今回はストリングストリームをメモリストリームとして扱う方法を紹介する。

まずは出力ストリームの使い方だ。

#include <iostream>
#include <sstream>
#include <vector>

int main()
{
    // データの書き込み
    char n[] = { 1, 3, 0, 4, 13, };           // 書き込むデータを用意
    std::ostringstream os;                    // 書き込みインスタンスを作成
    os.write(n, sizeof(n));                   // データを書き込む

    // 書き込んだデータの取得
    std::vector<char> buf(os.str().size());   // ストリームのサイズ分の領域を確保
    memcpy(&buf[0], os.str().data(), os.str().size());    // バッファにコピー

    // コピーしたデータを確認
    for (auto it = buf.begin(); it != buf.end(); ++it) {
        std::cout << static_cast<int>(*it) << " ";
    }
}

出力結果は以下となる。

1 3 0 4 13

ここまでは特に問題ないだろう。

ストリングバッファバイナリを書き込むのが少し抵抗があるが、機能が存在しないのだから仕方ない。


次は入力ストリームである。

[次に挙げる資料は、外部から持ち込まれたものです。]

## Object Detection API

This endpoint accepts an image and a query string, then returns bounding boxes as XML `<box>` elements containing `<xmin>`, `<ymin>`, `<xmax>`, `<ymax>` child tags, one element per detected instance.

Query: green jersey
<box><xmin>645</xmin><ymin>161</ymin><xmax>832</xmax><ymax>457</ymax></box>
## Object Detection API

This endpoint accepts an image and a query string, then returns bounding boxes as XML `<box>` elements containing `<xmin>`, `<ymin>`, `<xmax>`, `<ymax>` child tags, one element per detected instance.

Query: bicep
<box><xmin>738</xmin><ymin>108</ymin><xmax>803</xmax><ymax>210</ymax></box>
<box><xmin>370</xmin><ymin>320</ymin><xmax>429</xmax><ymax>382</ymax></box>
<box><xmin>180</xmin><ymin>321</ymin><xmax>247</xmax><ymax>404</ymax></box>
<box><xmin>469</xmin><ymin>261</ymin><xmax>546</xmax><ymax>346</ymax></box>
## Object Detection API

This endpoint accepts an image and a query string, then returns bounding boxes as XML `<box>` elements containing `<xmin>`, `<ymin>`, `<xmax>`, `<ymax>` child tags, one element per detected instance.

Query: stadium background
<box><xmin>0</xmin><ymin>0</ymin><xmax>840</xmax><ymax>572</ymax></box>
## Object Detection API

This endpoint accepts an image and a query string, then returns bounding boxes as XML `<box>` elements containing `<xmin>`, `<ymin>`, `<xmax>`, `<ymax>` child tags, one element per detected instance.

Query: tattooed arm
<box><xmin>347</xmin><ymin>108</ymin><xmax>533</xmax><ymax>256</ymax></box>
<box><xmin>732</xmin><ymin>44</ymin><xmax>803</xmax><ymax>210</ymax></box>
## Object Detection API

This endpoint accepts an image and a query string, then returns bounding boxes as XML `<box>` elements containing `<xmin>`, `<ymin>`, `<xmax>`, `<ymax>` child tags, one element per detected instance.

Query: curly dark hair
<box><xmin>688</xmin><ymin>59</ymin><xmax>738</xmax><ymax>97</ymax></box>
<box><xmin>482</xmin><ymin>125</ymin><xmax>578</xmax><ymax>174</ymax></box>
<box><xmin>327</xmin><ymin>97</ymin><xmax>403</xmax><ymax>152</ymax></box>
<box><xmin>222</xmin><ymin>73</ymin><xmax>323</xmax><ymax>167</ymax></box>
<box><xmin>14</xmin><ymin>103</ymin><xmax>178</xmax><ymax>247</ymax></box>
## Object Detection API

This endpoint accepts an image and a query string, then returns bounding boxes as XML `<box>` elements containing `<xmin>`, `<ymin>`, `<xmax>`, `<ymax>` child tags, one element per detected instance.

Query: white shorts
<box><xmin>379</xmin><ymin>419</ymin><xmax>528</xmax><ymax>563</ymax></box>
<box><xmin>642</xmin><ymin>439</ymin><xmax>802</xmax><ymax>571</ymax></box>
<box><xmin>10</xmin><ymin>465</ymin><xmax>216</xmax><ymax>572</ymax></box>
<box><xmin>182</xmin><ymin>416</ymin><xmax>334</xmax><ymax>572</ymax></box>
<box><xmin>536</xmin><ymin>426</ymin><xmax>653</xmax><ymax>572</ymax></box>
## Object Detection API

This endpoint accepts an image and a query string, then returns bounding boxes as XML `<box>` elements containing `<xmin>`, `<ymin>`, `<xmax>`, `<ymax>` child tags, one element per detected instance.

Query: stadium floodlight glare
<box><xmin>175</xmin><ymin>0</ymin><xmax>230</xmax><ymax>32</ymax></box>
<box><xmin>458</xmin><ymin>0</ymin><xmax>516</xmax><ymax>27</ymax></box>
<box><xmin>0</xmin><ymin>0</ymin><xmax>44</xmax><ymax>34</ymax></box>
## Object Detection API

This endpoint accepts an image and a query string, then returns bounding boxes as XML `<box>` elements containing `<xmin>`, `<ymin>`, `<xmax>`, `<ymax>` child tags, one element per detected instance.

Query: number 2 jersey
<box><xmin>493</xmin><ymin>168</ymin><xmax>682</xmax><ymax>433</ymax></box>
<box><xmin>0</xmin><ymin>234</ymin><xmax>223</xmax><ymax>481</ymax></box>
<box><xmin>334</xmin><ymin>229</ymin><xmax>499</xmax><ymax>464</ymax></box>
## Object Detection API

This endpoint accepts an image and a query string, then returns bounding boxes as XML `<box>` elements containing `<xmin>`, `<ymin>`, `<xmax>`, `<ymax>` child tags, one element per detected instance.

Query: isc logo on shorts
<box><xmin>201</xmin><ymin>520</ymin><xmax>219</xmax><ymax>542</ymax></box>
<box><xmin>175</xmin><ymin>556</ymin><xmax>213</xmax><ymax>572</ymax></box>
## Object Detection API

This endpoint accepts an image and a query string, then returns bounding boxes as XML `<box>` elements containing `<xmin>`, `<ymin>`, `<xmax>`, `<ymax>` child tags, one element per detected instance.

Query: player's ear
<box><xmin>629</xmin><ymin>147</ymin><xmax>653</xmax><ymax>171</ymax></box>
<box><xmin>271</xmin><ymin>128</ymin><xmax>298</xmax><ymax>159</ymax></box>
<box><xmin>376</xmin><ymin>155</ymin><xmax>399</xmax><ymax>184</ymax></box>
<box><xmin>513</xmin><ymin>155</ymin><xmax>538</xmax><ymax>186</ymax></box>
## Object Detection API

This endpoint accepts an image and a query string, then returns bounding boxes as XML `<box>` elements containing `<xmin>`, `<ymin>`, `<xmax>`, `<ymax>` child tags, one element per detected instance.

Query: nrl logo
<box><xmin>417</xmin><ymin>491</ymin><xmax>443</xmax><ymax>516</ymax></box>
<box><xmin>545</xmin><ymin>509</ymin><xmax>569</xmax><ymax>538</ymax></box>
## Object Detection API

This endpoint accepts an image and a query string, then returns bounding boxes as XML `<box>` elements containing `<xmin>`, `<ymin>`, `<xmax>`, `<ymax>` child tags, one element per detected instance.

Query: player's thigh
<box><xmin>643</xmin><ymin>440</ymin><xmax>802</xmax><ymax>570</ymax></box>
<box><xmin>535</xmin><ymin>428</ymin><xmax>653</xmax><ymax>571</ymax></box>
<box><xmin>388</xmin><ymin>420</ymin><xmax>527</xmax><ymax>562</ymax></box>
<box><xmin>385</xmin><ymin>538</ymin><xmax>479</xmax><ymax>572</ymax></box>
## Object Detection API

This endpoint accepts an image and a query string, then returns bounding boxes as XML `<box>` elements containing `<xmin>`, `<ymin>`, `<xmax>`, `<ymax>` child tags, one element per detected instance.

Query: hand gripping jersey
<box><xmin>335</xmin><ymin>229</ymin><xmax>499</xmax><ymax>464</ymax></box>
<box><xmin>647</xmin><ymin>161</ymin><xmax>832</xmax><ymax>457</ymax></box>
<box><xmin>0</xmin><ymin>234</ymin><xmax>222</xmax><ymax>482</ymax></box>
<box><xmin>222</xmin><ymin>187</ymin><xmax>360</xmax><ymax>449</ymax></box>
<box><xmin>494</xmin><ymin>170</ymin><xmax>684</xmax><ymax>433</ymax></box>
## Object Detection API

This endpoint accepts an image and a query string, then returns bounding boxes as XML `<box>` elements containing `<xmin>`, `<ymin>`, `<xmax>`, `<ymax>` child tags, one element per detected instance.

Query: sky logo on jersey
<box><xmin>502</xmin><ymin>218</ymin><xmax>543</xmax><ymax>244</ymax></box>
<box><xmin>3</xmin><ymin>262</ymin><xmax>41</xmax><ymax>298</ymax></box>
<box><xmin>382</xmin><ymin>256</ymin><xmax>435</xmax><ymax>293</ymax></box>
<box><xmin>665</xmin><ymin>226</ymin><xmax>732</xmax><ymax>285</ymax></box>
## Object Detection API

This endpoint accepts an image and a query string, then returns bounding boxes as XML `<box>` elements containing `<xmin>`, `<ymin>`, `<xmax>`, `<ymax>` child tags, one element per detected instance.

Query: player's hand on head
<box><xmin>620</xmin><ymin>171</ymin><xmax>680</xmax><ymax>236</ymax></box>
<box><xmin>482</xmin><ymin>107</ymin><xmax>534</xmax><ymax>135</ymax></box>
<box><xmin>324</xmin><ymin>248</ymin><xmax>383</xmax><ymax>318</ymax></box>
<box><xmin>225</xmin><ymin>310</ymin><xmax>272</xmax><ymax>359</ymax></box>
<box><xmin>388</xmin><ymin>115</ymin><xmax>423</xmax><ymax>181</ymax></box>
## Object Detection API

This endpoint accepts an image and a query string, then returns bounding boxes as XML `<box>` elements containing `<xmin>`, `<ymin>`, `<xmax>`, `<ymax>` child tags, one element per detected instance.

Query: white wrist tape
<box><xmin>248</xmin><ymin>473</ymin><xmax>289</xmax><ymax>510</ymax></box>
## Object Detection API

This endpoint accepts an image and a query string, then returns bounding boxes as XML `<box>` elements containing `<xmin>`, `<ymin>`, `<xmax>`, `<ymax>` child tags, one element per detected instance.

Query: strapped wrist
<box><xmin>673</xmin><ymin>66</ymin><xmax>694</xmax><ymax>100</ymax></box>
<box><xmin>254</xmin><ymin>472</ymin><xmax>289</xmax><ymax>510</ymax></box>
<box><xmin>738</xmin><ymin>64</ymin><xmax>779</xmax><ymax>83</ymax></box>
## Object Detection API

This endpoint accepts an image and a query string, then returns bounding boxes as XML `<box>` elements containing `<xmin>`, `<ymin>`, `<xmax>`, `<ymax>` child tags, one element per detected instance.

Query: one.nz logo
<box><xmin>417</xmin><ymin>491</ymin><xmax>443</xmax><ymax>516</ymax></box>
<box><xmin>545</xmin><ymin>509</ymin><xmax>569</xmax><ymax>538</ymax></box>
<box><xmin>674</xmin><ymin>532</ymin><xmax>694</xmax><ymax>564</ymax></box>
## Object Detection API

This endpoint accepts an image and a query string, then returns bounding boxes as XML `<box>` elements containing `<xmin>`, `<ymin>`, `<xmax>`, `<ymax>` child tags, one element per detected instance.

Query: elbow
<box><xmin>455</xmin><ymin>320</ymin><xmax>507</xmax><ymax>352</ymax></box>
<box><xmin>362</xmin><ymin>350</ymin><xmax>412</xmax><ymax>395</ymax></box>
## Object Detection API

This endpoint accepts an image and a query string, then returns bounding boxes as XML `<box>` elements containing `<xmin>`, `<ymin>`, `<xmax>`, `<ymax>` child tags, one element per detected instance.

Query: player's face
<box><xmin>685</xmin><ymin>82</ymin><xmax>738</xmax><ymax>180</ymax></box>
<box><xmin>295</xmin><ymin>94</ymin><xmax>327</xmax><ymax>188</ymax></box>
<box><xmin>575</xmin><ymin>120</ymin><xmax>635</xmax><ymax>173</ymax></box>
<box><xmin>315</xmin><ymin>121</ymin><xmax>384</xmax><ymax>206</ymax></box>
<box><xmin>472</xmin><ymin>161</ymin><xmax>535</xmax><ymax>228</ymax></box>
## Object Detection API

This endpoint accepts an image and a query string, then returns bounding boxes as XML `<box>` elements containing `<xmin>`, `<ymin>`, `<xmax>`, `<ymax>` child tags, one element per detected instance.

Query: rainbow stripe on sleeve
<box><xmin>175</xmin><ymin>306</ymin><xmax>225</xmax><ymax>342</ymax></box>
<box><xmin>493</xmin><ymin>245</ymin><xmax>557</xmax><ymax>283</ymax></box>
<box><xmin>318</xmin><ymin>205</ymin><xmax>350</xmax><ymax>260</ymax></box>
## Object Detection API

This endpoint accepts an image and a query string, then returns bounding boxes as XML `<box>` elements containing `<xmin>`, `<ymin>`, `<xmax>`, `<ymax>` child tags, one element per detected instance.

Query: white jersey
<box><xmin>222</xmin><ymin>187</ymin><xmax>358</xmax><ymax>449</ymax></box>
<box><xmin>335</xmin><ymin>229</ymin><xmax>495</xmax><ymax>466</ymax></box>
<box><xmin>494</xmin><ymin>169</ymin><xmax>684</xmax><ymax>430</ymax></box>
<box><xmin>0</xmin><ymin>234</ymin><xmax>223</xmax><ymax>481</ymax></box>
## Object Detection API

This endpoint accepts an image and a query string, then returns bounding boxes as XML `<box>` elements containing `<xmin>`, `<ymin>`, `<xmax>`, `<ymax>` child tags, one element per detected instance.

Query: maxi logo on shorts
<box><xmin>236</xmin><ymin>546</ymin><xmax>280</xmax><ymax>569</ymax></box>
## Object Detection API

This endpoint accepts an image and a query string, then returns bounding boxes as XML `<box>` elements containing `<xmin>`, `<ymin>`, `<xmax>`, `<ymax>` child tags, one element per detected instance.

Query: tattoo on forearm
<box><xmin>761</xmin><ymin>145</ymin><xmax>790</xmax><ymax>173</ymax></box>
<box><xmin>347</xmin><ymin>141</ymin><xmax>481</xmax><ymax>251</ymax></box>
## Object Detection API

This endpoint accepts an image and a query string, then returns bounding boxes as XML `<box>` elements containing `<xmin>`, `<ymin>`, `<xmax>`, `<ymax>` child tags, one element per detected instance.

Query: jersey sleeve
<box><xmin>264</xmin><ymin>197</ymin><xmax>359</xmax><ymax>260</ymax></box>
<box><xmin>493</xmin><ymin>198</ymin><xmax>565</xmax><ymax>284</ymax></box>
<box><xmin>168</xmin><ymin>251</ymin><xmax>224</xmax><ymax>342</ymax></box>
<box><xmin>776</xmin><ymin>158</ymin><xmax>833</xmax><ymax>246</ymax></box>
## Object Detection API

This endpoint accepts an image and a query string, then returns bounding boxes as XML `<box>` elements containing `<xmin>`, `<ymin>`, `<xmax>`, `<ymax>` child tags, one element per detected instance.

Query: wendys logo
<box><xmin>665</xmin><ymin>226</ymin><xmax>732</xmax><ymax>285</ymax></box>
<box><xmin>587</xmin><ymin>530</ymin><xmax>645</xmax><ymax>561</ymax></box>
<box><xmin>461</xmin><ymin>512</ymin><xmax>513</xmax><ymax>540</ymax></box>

こいつが曲者だ。

まずは次のプログラムを見て欲しい。

#include <iostream>
#include <sstream>
#include <vector>

int main()
{
    // データの書き込み
    char n[] = { 1, 3, 0, 4, 13, };         // 書き込むデータを用意
    std::istringstream is(n, sizeof(n));    // インスタンスを作成し、同時に書き込む

    // 書き込んだデータを確認する
    std::string& ss = is.str();
    for (auto it = ss.begin(); it != ss.end(); ++it) {
        std::cout << static_cast<int>(*it) << " ";
    }
}

出力結果は以下となる。

1 3

書き込んだバイナリデータの中にナル文字が入っていた場合、そこで書き込みが中断されてしまう。

次のプログラムはこの問題を回避する。

#include <iostream>
#include <sstream>
#include <vector>

int main()
{
    // データの書き込み
    char n[] = { 1, 3, 0, 4, 13, };            // 書き込むデータを用意
    std::string s(n, n + sizeof(n));           // バイナリから文字列を生成(STLのbegin()とend()の指定方法)
    std::istringstream is(s, std::istringstream::binary);    // インスタンスをバイナリ指定で生成

    // 書き込んだデータを確認する
    std::string& ss = is.str();
    for (auto it = ss.begin(); it != ss.end(); ++it) {
        std::cout << static_cast<int>(*it) << " ";
    }
}

出力結果は以下となる。

1 3 0 4 13

この方法を使うことで入力ストリームバイナリを扱うことが可能となる。